Sonny was staring indifferently at his stack, with his arms crossed over his chest.
“What’s the old man making you do?” I asked him.
“Marry Romina.”
“What?” Came from Felix, the outrage clear in his voice.
“Huh?” she asked at the same time, completely confused.
I wasn’t surprised. It made sense the old man would want to unite the last living person in his bloodline to the person he’d groomed to succeed him.
But what did that mean for my brother and I?
Our inheritance had no stipulations. We were free to do what we wanted and live as we pleased. Yet somehow, it didn’t feel as untethered as I hoped it would. Now my future dangled under Arlan’s command like a marionette, my puppeteer was now nothing but ash and yet somehow still controlled the strings.
“He can’t do this, can he, Alyssa?” he asked the lawyer.

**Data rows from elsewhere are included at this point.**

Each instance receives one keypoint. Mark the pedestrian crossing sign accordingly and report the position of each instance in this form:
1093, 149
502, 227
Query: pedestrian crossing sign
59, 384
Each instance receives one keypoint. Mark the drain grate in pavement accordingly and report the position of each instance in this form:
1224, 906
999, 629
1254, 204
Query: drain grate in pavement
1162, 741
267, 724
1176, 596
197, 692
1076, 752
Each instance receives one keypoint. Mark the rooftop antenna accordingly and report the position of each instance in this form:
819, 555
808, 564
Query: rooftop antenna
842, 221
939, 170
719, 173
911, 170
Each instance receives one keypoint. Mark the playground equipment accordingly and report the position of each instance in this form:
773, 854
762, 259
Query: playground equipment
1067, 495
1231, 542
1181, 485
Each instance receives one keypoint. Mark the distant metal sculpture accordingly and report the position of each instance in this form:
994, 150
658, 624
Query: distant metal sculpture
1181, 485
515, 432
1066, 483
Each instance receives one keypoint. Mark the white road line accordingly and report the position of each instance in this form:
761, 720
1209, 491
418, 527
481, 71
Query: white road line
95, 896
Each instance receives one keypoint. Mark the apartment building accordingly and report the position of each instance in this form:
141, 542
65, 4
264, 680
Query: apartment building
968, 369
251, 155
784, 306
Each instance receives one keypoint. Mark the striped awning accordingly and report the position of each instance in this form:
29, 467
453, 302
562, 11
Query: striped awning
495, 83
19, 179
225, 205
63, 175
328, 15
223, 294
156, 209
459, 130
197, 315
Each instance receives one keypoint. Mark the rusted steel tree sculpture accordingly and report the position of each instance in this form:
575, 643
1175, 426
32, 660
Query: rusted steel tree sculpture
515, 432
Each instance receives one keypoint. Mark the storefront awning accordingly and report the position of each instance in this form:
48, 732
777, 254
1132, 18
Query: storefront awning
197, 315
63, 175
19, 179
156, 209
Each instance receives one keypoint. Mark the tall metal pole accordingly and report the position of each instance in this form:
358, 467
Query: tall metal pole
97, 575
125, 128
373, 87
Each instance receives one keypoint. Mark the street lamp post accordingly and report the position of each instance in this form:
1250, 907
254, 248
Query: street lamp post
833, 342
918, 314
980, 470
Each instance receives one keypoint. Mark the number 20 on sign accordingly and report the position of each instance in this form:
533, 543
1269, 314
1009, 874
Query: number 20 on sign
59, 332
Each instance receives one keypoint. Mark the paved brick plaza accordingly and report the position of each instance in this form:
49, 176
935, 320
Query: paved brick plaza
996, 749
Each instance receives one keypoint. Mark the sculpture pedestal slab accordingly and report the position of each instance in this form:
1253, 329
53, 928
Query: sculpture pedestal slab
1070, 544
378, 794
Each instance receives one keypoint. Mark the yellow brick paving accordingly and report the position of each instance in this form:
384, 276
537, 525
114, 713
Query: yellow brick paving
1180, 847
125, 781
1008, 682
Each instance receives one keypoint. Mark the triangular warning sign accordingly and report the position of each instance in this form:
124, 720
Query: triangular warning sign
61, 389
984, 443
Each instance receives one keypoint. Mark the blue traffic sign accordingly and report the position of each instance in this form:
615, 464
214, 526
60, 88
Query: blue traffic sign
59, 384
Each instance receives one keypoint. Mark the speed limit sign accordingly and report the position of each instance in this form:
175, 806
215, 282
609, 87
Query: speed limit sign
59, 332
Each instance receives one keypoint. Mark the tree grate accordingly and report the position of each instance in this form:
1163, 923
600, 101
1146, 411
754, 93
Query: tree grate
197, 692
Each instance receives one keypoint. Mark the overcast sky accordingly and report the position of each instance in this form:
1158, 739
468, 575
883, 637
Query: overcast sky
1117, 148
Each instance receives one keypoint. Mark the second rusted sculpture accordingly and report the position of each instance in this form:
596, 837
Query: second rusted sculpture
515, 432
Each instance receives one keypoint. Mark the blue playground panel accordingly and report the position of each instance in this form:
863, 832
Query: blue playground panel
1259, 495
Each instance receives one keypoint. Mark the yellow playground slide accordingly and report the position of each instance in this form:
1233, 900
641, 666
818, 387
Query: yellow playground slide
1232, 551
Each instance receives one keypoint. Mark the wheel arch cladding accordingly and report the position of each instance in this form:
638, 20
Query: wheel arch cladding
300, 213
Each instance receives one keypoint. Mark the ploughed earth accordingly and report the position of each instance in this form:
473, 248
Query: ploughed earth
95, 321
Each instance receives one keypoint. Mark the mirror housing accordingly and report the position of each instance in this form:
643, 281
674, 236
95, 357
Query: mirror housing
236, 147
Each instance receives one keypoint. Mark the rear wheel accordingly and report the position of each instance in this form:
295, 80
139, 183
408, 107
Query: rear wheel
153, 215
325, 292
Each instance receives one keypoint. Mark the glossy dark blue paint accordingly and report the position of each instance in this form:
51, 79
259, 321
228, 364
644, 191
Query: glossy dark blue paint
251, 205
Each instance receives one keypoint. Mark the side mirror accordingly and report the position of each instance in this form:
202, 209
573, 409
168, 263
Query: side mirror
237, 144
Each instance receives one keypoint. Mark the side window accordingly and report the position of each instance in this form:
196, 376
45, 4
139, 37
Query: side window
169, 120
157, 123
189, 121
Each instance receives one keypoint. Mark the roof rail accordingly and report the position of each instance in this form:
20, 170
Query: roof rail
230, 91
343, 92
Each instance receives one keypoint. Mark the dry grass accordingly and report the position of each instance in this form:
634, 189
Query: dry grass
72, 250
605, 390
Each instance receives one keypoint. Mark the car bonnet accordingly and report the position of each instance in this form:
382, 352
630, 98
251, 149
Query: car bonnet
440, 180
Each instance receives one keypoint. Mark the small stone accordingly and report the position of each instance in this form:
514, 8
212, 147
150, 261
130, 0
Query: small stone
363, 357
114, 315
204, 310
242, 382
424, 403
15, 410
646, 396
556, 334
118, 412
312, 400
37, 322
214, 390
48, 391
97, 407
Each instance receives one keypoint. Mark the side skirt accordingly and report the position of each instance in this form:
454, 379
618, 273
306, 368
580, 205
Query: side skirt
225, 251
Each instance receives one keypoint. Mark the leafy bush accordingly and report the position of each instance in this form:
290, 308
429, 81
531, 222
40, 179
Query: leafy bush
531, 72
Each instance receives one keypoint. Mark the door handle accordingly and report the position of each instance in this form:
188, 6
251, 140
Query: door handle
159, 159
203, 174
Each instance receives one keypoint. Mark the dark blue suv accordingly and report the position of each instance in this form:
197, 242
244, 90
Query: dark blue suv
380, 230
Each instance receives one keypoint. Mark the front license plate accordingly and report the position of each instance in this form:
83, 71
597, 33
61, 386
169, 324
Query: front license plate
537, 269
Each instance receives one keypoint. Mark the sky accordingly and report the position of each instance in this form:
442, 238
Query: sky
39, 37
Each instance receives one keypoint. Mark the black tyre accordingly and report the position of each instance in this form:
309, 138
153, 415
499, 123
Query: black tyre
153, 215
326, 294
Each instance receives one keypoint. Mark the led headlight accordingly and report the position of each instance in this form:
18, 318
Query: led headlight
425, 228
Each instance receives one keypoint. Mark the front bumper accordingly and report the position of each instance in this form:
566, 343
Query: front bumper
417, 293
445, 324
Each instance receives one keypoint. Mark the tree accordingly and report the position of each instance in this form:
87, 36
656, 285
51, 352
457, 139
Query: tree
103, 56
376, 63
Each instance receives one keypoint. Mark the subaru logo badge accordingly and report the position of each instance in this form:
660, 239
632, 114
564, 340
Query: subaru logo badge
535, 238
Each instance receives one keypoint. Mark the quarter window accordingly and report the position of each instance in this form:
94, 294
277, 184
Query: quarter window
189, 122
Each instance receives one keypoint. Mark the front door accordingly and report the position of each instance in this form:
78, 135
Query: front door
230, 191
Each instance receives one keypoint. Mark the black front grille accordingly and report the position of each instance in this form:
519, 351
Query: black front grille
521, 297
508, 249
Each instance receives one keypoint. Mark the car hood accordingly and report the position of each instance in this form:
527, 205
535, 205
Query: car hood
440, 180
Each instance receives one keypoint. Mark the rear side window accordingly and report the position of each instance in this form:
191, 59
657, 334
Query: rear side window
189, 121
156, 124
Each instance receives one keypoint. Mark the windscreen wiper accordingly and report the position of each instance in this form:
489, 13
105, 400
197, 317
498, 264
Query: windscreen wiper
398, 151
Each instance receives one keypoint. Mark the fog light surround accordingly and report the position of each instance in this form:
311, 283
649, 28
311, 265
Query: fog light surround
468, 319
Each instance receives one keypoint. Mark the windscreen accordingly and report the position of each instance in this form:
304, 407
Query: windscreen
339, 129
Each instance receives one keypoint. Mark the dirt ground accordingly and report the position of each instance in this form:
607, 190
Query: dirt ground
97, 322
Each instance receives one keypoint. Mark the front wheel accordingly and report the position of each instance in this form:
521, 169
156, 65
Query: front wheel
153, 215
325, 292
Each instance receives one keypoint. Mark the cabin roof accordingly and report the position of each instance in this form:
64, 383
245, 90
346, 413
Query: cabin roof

Felix looked positively pissed, not holding back his anger as he kicked an innocent wastebasket and spilled its contents out on the floor of the office. Romina’s eyes were glazed over like she was in another dimension, totally unaware of what was going on around her in a state of pure dissociation. She slowly backed away towards the door.
“Little lamb?” I asked her.
“I-I just need a few minutes,” she said with a blank expression.
“Take all the time you need.” Amber told her before shifting her eyes back to my twin. “Unfortunately, he can Mr. Escura. There’s a no contest clause on the inheritance and if the conditions are not met the assets will not be distributed.”